Et cette dimension, vous l’avez retrouvée chez Refugee Food ?

Exactement. J’ai connu Refugee Food pendant la crise du Covid. J’ai proposé de cuisiner pour les distributions alimentaires. Ce fut une révélation. J’ai compris que c’était cette cuisine que je voulais faire, une cuisine qui nourrit, mais aussi qui réconforte, qui redonne de la dignité. Aujourd’hui, je suis chef dans leur cantine solidaire et je forme des personnes en insertion. Je les écoute. Trop souvent, en cuisine, on exige d’être écouté quand on est chef, mais on oublie d’écouter en retour. Moi, je veux un dialogue. Je parle de mes échecs, je les invite à apprendre de mes erreurs. Mon but, c’est qu’ils deviennent meilleurs que moi.

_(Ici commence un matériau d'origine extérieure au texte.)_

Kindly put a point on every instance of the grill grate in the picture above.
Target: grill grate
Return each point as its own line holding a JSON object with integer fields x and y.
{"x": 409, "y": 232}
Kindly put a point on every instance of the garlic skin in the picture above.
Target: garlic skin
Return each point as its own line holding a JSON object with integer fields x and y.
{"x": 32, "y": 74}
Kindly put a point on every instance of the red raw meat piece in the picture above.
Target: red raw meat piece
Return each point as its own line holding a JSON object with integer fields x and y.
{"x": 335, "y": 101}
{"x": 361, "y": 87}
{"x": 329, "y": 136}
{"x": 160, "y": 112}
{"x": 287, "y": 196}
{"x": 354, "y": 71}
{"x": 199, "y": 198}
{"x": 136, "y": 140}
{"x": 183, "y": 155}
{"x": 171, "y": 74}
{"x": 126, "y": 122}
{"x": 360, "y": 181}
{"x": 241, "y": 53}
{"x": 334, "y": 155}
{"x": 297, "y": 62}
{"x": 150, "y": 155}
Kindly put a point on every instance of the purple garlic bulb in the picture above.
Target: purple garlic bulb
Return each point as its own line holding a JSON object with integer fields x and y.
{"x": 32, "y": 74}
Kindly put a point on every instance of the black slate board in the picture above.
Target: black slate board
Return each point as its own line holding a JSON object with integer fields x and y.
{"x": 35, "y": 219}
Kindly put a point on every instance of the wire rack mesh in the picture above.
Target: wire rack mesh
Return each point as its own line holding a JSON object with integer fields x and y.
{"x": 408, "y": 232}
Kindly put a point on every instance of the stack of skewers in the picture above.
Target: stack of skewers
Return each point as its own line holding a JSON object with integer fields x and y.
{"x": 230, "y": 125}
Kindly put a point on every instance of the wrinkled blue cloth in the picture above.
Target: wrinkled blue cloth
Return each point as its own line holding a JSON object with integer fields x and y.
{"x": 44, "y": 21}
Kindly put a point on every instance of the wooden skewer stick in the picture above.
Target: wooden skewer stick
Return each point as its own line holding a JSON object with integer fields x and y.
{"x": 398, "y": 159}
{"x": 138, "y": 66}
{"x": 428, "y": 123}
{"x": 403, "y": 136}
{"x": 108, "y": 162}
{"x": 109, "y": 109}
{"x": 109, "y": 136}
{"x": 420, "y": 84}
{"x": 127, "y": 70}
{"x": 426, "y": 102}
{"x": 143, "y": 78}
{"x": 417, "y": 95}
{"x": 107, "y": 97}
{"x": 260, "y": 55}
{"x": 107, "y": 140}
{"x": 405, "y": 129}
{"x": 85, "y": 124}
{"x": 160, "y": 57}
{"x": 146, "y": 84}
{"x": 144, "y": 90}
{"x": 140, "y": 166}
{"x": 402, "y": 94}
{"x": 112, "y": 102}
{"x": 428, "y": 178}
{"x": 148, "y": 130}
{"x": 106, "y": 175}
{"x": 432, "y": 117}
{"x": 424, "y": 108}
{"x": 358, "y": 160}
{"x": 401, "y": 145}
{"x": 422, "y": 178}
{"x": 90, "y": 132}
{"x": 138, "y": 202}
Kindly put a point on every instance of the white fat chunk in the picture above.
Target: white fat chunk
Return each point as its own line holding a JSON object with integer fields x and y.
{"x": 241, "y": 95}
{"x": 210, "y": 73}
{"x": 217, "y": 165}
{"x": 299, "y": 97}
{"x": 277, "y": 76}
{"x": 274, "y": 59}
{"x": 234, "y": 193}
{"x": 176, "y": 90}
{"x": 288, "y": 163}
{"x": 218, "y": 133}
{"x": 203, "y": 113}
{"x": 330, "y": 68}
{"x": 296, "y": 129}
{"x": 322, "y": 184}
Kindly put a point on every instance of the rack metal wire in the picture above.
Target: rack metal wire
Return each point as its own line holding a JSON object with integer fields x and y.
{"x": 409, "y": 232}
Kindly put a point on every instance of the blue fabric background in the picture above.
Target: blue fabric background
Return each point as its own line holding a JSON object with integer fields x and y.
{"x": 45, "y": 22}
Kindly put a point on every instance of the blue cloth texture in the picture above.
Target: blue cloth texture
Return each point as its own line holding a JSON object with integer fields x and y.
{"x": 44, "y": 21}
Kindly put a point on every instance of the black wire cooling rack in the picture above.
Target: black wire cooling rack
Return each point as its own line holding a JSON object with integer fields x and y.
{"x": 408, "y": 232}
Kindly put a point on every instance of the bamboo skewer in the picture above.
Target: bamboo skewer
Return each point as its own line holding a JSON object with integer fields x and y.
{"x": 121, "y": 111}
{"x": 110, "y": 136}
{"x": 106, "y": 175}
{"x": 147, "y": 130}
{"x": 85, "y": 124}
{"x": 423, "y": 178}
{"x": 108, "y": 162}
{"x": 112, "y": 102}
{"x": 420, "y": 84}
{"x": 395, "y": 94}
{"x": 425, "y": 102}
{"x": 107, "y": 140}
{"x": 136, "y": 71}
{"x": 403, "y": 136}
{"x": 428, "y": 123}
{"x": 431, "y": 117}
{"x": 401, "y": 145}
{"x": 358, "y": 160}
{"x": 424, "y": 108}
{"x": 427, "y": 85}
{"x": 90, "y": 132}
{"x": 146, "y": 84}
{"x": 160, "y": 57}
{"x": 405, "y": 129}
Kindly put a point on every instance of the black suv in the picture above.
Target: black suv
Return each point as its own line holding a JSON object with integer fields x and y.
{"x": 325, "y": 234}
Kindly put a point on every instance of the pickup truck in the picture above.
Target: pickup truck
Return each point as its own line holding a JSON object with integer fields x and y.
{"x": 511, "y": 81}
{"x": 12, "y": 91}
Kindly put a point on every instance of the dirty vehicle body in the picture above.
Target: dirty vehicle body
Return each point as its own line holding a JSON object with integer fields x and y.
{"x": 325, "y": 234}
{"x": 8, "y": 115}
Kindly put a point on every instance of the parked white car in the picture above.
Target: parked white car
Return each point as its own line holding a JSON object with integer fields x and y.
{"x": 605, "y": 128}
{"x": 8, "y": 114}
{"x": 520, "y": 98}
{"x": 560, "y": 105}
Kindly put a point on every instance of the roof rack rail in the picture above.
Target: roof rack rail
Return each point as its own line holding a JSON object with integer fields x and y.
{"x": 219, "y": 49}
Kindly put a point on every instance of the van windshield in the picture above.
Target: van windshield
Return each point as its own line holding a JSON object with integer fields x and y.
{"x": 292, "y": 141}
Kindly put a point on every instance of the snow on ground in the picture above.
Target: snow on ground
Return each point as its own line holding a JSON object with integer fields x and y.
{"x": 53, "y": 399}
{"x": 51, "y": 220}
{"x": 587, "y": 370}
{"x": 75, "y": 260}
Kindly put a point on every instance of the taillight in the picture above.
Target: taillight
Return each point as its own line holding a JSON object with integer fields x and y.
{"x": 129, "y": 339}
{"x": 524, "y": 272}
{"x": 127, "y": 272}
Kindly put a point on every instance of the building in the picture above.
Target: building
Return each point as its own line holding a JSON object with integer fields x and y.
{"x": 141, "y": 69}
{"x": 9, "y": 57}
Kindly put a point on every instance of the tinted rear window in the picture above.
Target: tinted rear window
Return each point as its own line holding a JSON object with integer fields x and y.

Quel regard portez-vous sur la restauration en France ?

Il y a encore beaucoup de chemin à faire. Le secteur est en retard sur les questions humaines. Trop d’exploitation, en particulier envers les femmes, les étrangers. Trop peu de reconnaissance des patrimoines culinaires venus d’ailleurs aussi. Et très peu de flexibilité. On fait passer un simple aménagement d’horaire pour un privilège, alors que c’est un droit. La restauration, c’est comme un escalier. Il faut de la patience pour monter, et de l’humilité pour ne pas redescendre. Moi, je suis parti de très loin, sans diplôme, mais j’ai monté ma boîte. C’est possible. Mais il faut qu’on ouvre davantage la porte aux autres. Une de mes plus grandes craintes, c’est que ceux que je forme finissent dans des environnements durs, sans bienveillance. D’où l’importance de continuer à sensibiliser, à former autrement. La restauration peut être un levier d’intégration. Si on y met du cœur.

Quelle est votre philosophie culinaire aujourd’hui ?

C’est une cuisine de responsabilité. On ne cuisine pas uniquement pour faire plaisir: on cuisine pour la santé, pour l’environnement, pour le lien social. Il y a trop de plats qui plaisent sur le moment, mais qui laissent des traces dans le corps ou sur la planète. Quand un client vient chez nous, il nous fait confiance. On a une responsabilité envers lui. Je veux que mes plats soient bons, oui, mais aussi sains. Je veux que les gens se sentent bien après avoir mangé. C’est une cuisine durable, elle doit être bonne pour la santé, bonne pour le moral, bonne pour la planète.

Le Refugee Food fête sa 10e édition cette année. Qu’est-ce que cela représente pour vous ?

C’est une grande fierté. Dix ans à créer des ponts, à faire découvrir l’autre à travers un plat. Mais c’est aussi un constat amer, car il y a encore tant de besoins. Le festival est un symbole fort, on partage un repas, on échange, on s’ouvre à d’autres cultures. Mais tant qu’il y aura des personnes dans la précarité, notre mission ne sera pas terminée. Moi, je continue, parce que je crois que la cuisine peut réellement changer des vies. J’en suis la preuve.